Максим был настроен приподнято. Вся их с Зотовым беседа рождала чувства, которые захватывали его всё больше и больше, вытесняли прочь усталость от длительного полёта и разливали ощущение бодрости и нерастраченной силы.
Максим хотел сказать Зотову о своих мыслях, но тот опередил его:
– Представь себе, Максим, тысячи раз я проходил по Красной площади и всегда, ступив на эти камни, чувствовал волнение. Здесь как-то по-особенному ощущаешь, что ты не просто ты, а часть величайшего государства, винтик сложного механизма, соединившего прошлое с грядущим.
– Это правда, Андрюша, истинная правда!..
Они замолчали и всё так же не спеша, погружённые каждый в свои чувства, прошли по Красной площади.
Перед ними лежал широкий залитый светом Москворецкий мост. Он был пустынным и от этого казался ещё более обширным. По осевой линии моста, разделявшей его на две половины, по которым в обычные часы оживления шумели встречные потоки людей и машин, медленно и торжественно шагал милиционер.
Зотов и Максим дошли до того места, где мост нависал над тёмной, тихо плескавшейся рекой, и остановились, чтобы закурить и насладиться видом переливающихся огней, ласковым небом, тишиной, охватившей великий город.

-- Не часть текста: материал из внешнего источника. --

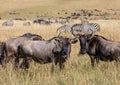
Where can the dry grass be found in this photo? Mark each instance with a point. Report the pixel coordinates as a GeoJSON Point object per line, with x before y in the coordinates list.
{"type": "Point", "coordinates": [77, 73]}
{"type": "Point", "coordinates": [47, 8]}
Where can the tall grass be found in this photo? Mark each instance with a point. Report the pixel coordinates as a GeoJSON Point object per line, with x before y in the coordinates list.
{"type": "Point", "coordinates": [79, 72]}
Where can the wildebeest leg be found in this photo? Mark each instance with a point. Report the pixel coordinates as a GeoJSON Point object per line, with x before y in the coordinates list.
{"type": "Point", "coordinates": [59, 34]}
{"type": "Point", "coordinates": [117, 61]}
{"type": "Point", "coordinates": [61, 65]}
{"type": "Point", "coordinates": [53, 65]}
{"type": "Point", "coordinates": [16, 61]}
{"type": "Point", "coordinates": [92, 58]}
{"type": "Point", "coordinates": [25, 64]}
{"type": "Point", "coordinates": [97, 60]}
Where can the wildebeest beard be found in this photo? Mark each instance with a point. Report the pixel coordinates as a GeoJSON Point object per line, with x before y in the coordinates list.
{"type": "Point", "coordinates": [63, 52]}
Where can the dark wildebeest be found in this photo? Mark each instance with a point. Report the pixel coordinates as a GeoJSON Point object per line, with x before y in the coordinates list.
{"type": "Point", "coordinates": [99, 48]}
{"type": "Point", "coordinates": [52, 51]}
{"type": "Point", "coordinates": [2, 44]}
{"type": "Point", "coordinates": [11, 45]}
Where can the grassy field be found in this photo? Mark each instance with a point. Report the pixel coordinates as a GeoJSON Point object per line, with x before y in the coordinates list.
{"type": "Point", "coordinates": [50, 8]}
{"type": "Point", "coordinates": [77, 73]}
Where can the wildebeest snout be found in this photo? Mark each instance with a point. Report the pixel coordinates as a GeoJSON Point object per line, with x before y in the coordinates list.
{"type": "Point", "coordinates": [82, 51]}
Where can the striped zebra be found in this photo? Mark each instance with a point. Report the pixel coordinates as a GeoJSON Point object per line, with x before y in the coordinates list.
{"type": "Point", "coordinates": [64, 28]}
{"type": "Point", "coordinates": [86, 28]}
{"type": "Point", "coordinates": [8, 23]}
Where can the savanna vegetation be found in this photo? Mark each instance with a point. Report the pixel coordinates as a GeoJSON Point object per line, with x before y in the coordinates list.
{"type": "Point", "coordinates": [79, 72]}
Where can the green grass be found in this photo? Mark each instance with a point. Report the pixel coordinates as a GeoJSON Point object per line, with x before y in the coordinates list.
{"type": "Point", "coordinates": [79, 72]}
{"type": "Point", "coordinates": [50, 8]}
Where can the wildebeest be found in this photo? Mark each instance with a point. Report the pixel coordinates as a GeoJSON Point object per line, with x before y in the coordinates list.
{"type": "Point", "coordinates": [2, 44]}
{"type": "Point", "coordinates": [26, 24]}
{"type": "Point", "coordinates": [99, 48]}
{"type": "Point", "coordinates": [55, 50]}
{"type": "Point", "coordinates": [12, 44]}
{"type": "Point", "coordinates": [8, 23]}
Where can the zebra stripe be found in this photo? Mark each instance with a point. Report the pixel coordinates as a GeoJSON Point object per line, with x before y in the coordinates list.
{"type": "Point", "coordinates": [64, 28]}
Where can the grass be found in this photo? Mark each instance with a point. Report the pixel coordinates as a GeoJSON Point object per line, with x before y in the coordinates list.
{"type": "Point", "coordinates": [77, 73]}
{"type": "Point", "coordinates": [50, 8]}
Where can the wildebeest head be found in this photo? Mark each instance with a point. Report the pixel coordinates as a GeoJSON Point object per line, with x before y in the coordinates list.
{"type": "Point", "coordinates": [83, 40]}
{"type": "Point", "coordinates": [32, 36]}
{"type": "Point", "coordinates": [65, 44]}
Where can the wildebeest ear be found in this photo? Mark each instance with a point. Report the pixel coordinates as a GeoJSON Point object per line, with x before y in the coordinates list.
{"type": "Point", "coordinates": [57, 39]}
{"type": "Point", "coordinates": [73, 41]}
{"type": "Point", "coordinates": [89, 36]}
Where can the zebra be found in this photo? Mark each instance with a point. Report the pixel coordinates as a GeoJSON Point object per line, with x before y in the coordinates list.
{"type": "Point", "coordinates": [64, 28]}
{"type": "Point", "coordinates": [8, 23]}
{"type": "Point", "coordinates": [86, 28]}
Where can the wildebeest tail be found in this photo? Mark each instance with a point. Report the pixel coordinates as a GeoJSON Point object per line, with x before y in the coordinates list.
{"type": "Point", "coordinates": [3, 52]}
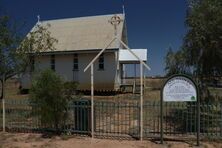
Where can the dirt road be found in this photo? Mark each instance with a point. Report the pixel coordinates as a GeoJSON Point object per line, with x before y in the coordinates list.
{"type": "Point", "coordinates": [24, 140]}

Максим достал портсигар, и они не торопясь закурили, поглядывая то под мост, в темень, то ввысь, в бескрайнюю ширь зарева, стоявшего над Москвой.
– Ну и что же, Андрюша, выпадает на матушку-Сибирь по тем проектам, над которыми в Госплане ломают головы? – попыхивая дымком, спросил Максим, возвращаясь к прерванному разговору.
Зотов отбросил за высокий парапет моста не потухшую ещё спичку и тоном, по которому чувствовалось, что он рад вернуться к этому разговору, произнёс:
– То, что было сделано в Сибири, в сущности, только начало. Её возможности неисчислимы. Тебе ли говорить об этом! Думаю, что развитие края пойдёт по двум направлениям: будут совершенствоваться и расширяться существующие производственные районы, а вместе с этим возникнут новые мощные экономические очаги.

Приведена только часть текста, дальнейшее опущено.